Photo by Paul Downey |
One is asking if my life was a board game, what it would be like. I just can't answer that without sounding like an asshole, so I won't. I have no specific memory of, or interest in, my favorite Christmas gifts, given or received, and you will NOT want to read my post on whether or not I am a romantic person or "more non-traditional." All of my responses to these posts will serve only to prove that something is terribly wrong with me.
Do you know how you feel when you are excited to be around people with a common interest and you're all getting warmed up to share about what you really think? Imagine this scene:
You are about to meet with a group of these other people, almost all of the same gender as yourself, to discuss and engage in the thing that you do that is closest to your heart-whatever that is. Acting. Gardening. Calligraphy. Whatever. Maybe it's something you don't get to share about a lot with other people because you don't happen to have many friends with that common interest. So, sharing your thoughts and your work here is going to be a blast. You arrive at the event in question slightly late, after the discussion has already just begun and slip quietly into a seat. You're so excited, having been looking forward to this as if it is the answer to some question you didn't even know to ask. This is going to be great.
And it begins with a get-to-know-you exercise. Someone addresses the room, "What is most important to you in life?" The first participant, an attractively dressed woman, quickly raises her hand and confidently says "Dental floss!" Everyone else nods in enthusiastic agreement.
Well, THAT is what life feels like when you are a misfit. You are always smiling and nodding while people talk about their personal (and strangely abusive sounding) relationship with Jesus and their deep love of nail polish and romantic comedies while you are wondering how quickly you can find a way to be in another room without being rude.
This is why I am married to Mike Adams. He shares my inability to make small talk. The two of us together are the worst possible couple to have at a light social hour and the best two people to ruffle the feathers of a committee of church members on any subject. Our social interactions go like this:
Normal Person: (sweetly) "So how are you guys? How have you been?"

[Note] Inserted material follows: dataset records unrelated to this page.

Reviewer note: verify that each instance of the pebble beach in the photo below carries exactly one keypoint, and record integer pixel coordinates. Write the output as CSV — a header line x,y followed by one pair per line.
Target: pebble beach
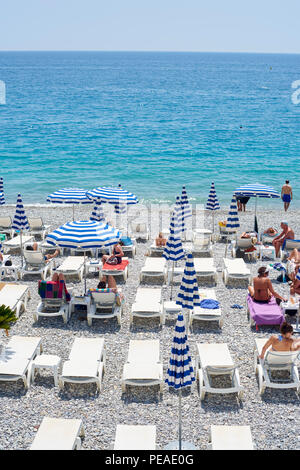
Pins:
x,y
273,417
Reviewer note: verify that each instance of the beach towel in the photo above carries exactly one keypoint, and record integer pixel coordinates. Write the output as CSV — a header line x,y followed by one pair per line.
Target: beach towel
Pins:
x,y
265,314
115,267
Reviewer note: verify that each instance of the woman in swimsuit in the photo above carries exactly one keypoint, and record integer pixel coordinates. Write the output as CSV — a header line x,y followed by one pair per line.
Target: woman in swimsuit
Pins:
x,y
262,289
282,342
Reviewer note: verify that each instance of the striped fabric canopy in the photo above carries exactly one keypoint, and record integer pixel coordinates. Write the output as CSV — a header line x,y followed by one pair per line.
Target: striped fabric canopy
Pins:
x,y
188,295
180,372
69,196
186,208
232,219
84,234
98,214
212,201
256,190
2,199
20,221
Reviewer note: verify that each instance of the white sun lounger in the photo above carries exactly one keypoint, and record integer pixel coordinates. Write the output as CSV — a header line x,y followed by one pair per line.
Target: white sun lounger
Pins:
x,y
235,269
86,363
206,314
15,242
204,268
103,305
215,359
35,263
143,367
37,227
231,438
154,268
135,437
5,226
72,266
147,304
58,434
15,296
275,361
15,361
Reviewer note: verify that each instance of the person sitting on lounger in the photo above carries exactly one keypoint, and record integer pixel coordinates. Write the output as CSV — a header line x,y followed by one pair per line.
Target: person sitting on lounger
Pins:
x,y
160,240
116,256
262,289
34,247
282,342
286,234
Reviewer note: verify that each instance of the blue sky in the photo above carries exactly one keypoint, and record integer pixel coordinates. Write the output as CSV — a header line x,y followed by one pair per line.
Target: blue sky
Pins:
x,y
153,25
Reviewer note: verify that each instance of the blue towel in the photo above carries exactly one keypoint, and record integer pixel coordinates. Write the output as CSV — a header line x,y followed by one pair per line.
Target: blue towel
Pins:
x,y
209,303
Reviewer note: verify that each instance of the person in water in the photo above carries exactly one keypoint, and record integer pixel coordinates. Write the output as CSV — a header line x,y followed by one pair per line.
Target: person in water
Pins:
x,y
262,289
282,342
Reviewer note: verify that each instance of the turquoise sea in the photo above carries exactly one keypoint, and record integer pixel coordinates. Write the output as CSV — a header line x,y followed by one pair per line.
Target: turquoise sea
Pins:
x,y
150,121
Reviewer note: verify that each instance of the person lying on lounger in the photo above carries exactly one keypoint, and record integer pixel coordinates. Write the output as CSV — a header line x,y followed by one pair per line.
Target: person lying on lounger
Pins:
x,y
262,289
282,342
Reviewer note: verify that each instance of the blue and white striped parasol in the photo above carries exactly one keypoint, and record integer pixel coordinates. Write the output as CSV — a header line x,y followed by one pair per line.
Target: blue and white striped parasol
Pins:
x,y
2,199
173,250
98,214
188,295
232,222
69,196
180,373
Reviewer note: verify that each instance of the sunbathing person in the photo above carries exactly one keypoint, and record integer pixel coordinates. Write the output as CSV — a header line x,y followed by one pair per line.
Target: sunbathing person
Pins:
x,y
282,342
262,289
286,234
116,256
160,240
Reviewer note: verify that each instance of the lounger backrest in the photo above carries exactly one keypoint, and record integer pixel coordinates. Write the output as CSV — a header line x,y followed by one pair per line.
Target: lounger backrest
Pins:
x,y
143,351
36,223
276,359
5,222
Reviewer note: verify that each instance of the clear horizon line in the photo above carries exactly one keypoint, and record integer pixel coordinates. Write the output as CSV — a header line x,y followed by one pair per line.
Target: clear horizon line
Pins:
x,y
147,51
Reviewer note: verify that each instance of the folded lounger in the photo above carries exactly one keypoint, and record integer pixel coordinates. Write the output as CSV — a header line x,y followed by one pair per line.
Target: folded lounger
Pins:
x,y
15,361
154,268
147,304
231,438
37,227
15,296
206,314
72,266
235,269
86,363
103,305
135,437
264,314
58,434
15,242
116,269
215,359
53,301
273,362
143,367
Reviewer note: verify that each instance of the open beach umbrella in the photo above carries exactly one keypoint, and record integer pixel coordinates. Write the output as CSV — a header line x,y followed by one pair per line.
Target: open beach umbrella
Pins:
x,y
212,203
84,235
98,214
20,221
188,295
2,199
180,374
69,196
173,250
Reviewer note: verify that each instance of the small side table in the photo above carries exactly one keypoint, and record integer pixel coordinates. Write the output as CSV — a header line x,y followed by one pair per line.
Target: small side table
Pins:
x,y
46,361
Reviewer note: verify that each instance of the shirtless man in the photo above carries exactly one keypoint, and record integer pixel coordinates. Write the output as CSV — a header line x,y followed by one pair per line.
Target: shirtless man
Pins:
x,y
286,194
286,234
262,289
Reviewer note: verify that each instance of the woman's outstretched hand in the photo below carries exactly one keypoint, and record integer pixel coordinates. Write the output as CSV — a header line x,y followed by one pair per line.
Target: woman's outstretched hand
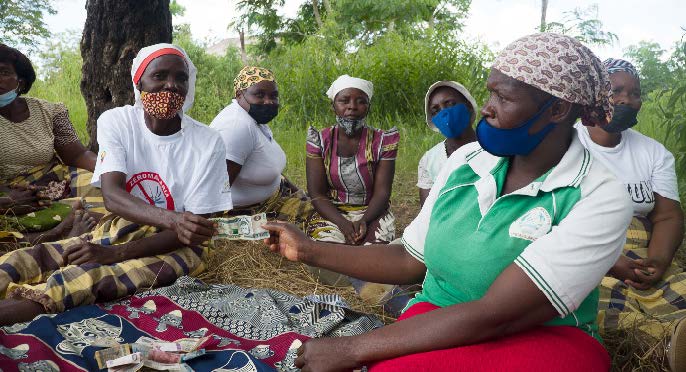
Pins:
x,y
287,240
327,354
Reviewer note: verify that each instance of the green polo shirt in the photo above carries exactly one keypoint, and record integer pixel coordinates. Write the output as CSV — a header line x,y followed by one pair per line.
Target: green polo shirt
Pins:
x,y
565,230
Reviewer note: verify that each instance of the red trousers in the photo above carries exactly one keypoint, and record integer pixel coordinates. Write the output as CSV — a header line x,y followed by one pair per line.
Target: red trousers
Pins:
x,y
543,348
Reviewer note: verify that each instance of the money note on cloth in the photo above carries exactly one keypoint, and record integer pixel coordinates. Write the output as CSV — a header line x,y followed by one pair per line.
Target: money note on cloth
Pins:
x,y
241,227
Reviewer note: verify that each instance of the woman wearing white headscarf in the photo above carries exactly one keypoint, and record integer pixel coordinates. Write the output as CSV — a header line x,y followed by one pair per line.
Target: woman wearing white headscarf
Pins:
x,y
350,168
148,170
451,110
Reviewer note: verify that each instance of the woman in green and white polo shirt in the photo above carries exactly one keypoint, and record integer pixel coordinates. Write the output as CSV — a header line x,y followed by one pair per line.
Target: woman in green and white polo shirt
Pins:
x,y
513,239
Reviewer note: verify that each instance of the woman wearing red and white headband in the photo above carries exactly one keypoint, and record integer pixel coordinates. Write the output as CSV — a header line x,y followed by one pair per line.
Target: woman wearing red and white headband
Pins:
x,y
148,170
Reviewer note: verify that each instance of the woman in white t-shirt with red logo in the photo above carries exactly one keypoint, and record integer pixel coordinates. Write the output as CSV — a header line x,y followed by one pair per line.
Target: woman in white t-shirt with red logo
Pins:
x,y
646,169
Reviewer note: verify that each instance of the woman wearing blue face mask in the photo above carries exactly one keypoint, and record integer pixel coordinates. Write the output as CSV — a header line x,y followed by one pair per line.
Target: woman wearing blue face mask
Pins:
x,y
634,291
42,160
511,244
450,109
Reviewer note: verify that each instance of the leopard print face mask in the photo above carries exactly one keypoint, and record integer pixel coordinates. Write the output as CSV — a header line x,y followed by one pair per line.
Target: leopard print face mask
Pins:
x,y
162,105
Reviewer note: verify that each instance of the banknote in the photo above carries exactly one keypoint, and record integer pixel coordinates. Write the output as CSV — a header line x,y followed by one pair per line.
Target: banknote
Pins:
x,y
241,227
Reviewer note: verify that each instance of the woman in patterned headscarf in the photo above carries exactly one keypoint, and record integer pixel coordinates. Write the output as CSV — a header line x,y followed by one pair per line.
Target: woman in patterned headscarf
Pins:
x,y
254,159
512,241
644,282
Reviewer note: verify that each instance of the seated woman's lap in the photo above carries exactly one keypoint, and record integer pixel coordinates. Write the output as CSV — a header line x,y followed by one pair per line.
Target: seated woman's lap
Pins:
x,y
543,348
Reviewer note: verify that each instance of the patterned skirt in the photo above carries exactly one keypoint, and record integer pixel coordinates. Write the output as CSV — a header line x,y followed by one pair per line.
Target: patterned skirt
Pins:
x,y
38,273
654,310
65,185
379,231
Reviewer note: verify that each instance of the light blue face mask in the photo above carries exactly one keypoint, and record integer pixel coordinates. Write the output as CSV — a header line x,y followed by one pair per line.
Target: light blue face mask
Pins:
x,y
452,121
7,97
515,141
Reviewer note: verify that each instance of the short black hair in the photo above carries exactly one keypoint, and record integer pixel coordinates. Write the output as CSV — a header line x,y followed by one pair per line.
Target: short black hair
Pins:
x,y
22,65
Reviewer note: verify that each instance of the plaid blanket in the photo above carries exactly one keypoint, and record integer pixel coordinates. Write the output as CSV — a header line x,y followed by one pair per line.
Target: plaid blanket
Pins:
x,y
248,329
654,310
75,185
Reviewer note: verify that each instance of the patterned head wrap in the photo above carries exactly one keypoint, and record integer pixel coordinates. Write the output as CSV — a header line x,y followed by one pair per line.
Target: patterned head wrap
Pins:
x,y
147,55
251,75
616,65
563,67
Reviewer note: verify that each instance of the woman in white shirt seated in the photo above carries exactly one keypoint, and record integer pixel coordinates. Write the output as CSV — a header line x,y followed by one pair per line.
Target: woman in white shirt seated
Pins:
x,y
254,159
450,109
644,283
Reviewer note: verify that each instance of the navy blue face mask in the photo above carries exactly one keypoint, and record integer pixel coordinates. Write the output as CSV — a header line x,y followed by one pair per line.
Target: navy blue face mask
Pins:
x,y
515,141
453,120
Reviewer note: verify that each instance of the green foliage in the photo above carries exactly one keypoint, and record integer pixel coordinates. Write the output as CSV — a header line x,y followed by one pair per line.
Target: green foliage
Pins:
x,y
214,86
647,57
584,25
261,14
60,79
176,9
21,21
663,115
359,22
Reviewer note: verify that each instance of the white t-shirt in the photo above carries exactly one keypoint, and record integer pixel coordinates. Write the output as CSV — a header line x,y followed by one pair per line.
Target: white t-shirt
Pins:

Me: "Well, at long last, I finally learned that I suffer from fibromyalgia so I've been exploring and writing on the nature of pain and how it defines our sense of self. Going through this illness and the process of trying to get a diagnosis and the effect that it's all had on my social ties; it's allowing me to reflect on the whole idea of compassion and see where it is that we stop practicing compassion, and the tremendous cost of that......Oh, and how are you?"
NP: "Fine....I guess. I've been...skiing. Tara, have you seen Dr. Dung? She's a great Oriental Medicine doctor?..."
Mike: "I think that what Tara's pointing to is the larger societal cost of our lack of compassion, by contrast to who we say we are. For instance, here at church, we begin every service with the statement, 'Whoever you are, wherever you are on your life's journey, you are welcome here.' But then, do we really live that? Are we actively welcoming people of different theological perspectives? People of limited means?"
NP: "Sounds...interesting. I think I left my....
Mike: "This country passed a law called 'No Child Left Behind' and yet we are leaving children behind all over the place. People in this country, on Indian reservations and other places as well, live in abject, third-world poverty. Why is this acceptable to us?"
NP: "It isn't."
Mike: "It IS."
And so on. This is why we have to be Unitarians. Sorry about blowing off the writing prompts.